Mein großer Fehler ist, daß ich schon immer andere Leute
unterschätzt habe. »In Ordnung. Ich kenne den Dirigenten
ziemlich gut. Sie wissen, daß ich mal eine Saison dort als
Solist gespielt habe?«
    Dubois nickte eifrig. »’89. Ich habe noch ein Band von
Ihnen mit Chopins Polonaisen. Ihre Variationen waren wirklich…
magisch.«
    »Sie führen doch nicht noch etwas im Schilde, Captain
Dubois?«
    »Genau das ist das Kreuz mit euch hier drüben. Ihr
Briten sprecht nie aus, was ihr denkt.«
    »Das ist eben ein Teil unseres Charmes. Denken Sie nur mal
daran, was geschah, als die letzte britische Regierung all ihre
Wahlversprechen erfüllte.«
    »Kommen Sie – wir konnten das doch nicht zulassen. Ohne
unsere hiesigen Stützpunkte wären die Russen in zwei Wochen
hier gewesen. Wir mußten rüberkommen – zu eurem
Besten.«
    Ich wollte ihm schon antworten, daß wir durchaus in der Lage
seien, selbst Entscheidungen zu treffen, aber diese Worte waren schon
zu oft gesagt worden. Außerdem hatte ich mal wieder die
Vereinbarung gebrochen, die wir beide getroffen hatten: nicht
über Politik zu diskutieren. Trotz seines lässigen
Auftretens war Dubois viel zu sehr der Position des Establishments
verhaftet, um neutral argumentieren zu können. Schließlich
war dies ja auch der Grund gewesen, weshalb man ihm den Posten als
Verbindungsoffizier für Kulturfragen übertragen hatte. Und
ich – ich muß zugeben, daß ich damals sehr zum
Zynismus neigte, weder der einen noch der anderen Seite traute und
nicht wahrhaben wollte, daß auf dem hohen Roß zu sitzen
ein Luxus war, den ich mir kaum leisten konnte. Also wechselte ich,
das Vorrecht eines alten Mannes nutzend, rasch das Thema, und wir
unterhielten uns eine Stunde lang über Musik, bis der Strom
abgeschaltet wurde und die Lampen erloschen.
    Dubois warf einen Blick auf seine schrecklich kompliziert
aussehende Uhr. »Schlag acht, auf die Sekunde. Ich hasse es, Sie
jetzt verlassen zu müssen. Aber selbst ich bin vom Ausgehverbot
nicht ausgenommen.«
    Ich begleitete ihn zur Tür. Es war eine klare, kalte Nacht,
der Mond stand als schmale Sichel über Cadbury Castle. Die
Sterne am Himmel leuchteten hell.
    »Geben Sie auf sich acht«, sagte ich und meinte es auch
so.

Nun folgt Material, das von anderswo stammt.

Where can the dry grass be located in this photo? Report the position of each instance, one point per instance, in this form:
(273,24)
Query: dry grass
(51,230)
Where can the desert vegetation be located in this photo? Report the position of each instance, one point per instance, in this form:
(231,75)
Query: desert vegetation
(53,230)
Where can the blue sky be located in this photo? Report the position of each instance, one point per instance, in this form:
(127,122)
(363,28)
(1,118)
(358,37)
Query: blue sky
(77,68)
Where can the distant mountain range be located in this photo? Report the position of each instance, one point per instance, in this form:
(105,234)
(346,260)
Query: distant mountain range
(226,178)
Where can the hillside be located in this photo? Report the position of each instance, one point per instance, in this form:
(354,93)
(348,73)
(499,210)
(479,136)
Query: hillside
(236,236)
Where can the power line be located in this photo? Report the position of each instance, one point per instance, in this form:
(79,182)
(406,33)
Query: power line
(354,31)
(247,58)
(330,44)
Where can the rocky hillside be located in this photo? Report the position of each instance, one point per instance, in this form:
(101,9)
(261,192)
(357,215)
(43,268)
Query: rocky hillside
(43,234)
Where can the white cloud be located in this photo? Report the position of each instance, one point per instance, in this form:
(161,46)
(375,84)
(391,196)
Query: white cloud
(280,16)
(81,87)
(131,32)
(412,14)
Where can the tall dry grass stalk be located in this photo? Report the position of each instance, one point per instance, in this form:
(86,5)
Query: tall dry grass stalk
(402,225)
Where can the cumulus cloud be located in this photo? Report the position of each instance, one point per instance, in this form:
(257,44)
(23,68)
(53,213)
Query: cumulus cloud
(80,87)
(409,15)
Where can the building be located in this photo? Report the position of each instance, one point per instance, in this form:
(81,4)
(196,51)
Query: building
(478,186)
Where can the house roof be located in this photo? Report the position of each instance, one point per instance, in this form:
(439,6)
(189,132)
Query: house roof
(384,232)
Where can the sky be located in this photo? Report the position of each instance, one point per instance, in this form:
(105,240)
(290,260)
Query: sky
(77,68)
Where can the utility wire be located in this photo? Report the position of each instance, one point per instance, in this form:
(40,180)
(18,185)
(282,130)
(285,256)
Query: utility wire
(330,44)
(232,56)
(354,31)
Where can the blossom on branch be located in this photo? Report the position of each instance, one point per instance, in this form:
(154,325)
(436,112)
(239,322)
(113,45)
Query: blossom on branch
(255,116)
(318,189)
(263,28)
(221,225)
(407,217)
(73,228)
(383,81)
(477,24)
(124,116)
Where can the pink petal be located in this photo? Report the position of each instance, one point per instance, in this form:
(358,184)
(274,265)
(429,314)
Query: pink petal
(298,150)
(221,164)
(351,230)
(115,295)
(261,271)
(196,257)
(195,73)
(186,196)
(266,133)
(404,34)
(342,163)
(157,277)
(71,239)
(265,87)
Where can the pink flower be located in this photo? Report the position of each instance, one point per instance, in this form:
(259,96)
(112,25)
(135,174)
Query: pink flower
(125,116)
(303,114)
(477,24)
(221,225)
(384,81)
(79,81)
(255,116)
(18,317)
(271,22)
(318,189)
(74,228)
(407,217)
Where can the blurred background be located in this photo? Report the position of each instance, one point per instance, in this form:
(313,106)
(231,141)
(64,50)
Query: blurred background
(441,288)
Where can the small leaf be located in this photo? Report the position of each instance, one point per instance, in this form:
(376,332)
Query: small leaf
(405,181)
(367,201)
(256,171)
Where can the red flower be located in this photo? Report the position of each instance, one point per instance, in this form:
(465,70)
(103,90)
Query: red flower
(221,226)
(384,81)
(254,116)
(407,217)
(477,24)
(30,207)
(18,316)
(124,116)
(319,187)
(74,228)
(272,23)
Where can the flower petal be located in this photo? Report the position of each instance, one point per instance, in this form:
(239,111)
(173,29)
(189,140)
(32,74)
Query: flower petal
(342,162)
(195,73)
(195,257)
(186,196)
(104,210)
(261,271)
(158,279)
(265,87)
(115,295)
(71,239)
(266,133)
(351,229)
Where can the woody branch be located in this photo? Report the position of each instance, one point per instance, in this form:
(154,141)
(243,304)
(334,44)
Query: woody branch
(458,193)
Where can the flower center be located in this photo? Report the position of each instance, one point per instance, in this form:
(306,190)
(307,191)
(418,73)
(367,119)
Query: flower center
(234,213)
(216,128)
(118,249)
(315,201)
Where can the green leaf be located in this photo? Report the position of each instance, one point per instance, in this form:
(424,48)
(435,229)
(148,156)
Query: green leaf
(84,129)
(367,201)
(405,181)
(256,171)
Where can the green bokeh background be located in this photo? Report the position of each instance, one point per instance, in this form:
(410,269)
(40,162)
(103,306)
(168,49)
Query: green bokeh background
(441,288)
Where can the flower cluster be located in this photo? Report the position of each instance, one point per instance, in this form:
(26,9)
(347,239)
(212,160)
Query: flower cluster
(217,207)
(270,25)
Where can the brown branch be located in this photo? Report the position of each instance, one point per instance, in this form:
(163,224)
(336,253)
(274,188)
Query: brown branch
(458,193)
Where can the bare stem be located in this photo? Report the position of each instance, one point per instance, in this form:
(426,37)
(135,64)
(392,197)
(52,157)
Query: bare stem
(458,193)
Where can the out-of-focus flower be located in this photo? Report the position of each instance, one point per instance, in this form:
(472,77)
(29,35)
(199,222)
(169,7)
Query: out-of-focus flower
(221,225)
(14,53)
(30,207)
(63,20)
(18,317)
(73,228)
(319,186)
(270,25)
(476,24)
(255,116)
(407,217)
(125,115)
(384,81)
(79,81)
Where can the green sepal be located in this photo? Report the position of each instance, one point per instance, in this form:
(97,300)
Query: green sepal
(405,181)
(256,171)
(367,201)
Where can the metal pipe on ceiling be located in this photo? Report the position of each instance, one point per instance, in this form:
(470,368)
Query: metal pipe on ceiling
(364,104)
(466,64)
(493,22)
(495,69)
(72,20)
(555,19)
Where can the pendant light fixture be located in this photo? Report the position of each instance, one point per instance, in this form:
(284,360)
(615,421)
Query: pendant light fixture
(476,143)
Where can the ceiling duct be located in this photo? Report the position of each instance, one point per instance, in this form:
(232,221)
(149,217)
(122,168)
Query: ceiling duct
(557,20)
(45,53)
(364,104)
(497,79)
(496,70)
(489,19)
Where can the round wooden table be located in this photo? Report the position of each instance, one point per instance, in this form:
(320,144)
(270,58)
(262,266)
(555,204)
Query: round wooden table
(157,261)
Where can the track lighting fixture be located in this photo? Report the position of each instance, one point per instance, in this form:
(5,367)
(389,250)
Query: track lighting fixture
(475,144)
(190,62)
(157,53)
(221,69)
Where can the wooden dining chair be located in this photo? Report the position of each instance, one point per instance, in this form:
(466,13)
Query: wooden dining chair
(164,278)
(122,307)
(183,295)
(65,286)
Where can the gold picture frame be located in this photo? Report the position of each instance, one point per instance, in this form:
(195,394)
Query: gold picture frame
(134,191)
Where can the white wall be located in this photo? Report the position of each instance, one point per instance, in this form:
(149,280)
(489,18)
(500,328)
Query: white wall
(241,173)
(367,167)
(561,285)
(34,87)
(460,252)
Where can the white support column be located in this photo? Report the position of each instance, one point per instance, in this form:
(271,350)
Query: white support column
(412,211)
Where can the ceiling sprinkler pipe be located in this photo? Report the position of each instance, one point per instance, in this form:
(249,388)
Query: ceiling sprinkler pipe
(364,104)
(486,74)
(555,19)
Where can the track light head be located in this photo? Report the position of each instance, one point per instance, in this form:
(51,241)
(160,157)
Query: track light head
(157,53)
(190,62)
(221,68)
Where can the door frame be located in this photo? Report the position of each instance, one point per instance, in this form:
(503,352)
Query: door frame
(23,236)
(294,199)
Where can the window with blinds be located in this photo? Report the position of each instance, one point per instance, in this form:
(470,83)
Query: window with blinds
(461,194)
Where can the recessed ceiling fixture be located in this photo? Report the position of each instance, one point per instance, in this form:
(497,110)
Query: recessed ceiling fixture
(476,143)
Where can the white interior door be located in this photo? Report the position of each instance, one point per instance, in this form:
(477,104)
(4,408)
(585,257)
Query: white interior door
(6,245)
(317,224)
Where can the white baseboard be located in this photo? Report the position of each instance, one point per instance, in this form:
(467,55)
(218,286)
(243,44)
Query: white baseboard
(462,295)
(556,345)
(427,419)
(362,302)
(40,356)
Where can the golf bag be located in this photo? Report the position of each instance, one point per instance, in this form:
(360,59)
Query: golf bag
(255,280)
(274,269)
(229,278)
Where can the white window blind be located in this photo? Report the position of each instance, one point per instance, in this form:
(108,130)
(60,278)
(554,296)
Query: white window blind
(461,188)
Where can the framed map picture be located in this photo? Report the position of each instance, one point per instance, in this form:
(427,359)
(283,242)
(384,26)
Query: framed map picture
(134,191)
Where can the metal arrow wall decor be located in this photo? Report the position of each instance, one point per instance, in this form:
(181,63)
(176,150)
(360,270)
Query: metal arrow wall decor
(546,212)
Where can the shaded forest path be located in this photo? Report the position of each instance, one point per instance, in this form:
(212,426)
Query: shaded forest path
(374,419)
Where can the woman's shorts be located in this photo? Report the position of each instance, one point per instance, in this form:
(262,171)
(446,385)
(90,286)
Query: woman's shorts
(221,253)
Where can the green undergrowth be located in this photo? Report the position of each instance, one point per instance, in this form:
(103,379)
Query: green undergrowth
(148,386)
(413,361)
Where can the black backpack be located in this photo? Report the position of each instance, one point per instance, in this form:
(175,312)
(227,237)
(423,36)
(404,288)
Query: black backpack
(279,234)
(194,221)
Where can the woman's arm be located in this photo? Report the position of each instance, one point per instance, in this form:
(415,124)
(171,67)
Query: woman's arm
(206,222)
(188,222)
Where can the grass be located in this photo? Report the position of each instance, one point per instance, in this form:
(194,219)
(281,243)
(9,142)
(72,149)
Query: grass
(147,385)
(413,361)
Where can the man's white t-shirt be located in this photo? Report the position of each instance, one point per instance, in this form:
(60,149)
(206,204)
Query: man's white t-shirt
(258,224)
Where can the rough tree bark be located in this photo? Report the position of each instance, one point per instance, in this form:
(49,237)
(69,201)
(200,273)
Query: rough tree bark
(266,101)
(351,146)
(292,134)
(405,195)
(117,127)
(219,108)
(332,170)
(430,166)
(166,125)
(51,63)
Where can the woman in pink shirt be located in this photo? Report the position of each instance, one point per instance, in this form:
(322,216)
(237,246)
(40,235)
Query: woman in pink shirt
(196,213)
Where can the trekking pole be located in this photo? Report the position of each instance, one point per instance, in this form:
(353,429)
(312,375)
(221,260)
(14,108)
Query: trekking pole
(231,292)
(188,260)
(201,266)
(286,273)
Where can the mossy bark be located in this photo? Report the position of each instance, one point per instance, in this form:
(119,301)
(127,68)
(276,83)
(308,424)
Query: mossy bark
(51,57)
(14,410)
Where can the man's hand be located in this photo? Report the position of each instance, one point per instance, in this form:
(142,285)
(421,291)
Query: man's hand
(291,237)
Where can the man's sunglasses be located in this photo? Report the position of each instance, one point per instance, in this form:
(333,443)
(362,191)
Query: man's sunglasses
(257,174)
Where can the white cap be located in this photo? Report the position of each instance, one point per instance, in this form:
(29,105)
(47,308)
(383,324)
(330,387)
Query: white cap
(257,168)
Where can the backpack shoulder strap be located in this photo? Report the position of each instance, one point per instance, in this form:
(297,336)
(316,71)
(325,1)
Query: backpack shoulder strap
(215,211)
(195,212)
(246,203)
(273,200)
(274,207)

Gelegentlich kamen Banditen und marodierende Rebellen über
die walisische Grenze herüber. Die Gegend war nicht ganz so
friedlich, wie Dubois es dem Bostoner Symphonie-Orchester glauben
machen wollte.
    »Machen Sie sich keine Sorgen«, antwortete Dubois,
startete sein Motorrad und fuhr davon.